Building a Robust PDF Data Extraction Service with Java and LLMs
Introduction
Integrating Large Language Models (LLMs) into existing enterprise infrastructure presents significant challenges, particularly when dealing with Python runtimes. While Python is the go-to language for AI development, it often creates friction when integrating with established Java or .NET environments that many enterprises rely on.
In this article, I'll walk through how to build a Java-based service that extracts structured data from PDFs using LLMs. This approach allows for seamless integration with existing Java ecosystems while leveraging the power of modern AI models.

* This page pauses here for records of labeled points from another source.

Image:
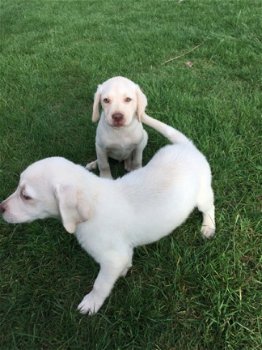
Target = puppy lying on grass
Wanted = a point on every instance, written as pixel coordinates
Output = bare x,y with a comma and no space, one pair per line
120,134
110,218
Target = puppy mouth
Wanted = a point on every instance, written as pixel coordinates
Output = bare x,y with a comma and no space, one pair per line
118,124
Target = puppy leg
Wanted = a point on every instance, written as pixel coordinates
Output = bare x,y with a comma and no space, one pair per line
206,206
92,165
110,271
137,154
103,163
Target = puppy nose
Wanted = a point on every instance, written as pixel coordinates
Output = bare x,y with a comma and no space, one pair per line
2,208
117,116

The Challenge with Python Runtimes
Many organizations face these challenges when trying to integrate Python-based LLM solutions:
- Deployment complexity: Managing Python dependencies in production environments
- Performance overhead: Python's runtime performance compared to compiled languages
- Integration barriers: Connecting Python services with Java/JVM-based systems
- Security considerations: Adding new runtime environments increases attack surface
- Maintenance burden: Supporting multiple language ecosystems
Our Solution: A Java-Based LLM Service
By building our solution in Java, we create a service that:
- Integrates natively with existing Java infrastructure
- Provides stronger type safety
- Scales efficiently within existing deployment pipelines
- Reduces operational complexity
Let's dive into how we built this system.
Architecture Overview
Our service extracts structured data from PDFs (and potentially other document types) using LLMs. Here's the high-level architecture:
flowchart LR
Documents["Document Sources\n(PDF/JSON)"] --> Processor
subgraph JavaService["Java LLM Service"]
Processor["Document\nProcessor"] --> LLMService["LLM Service"]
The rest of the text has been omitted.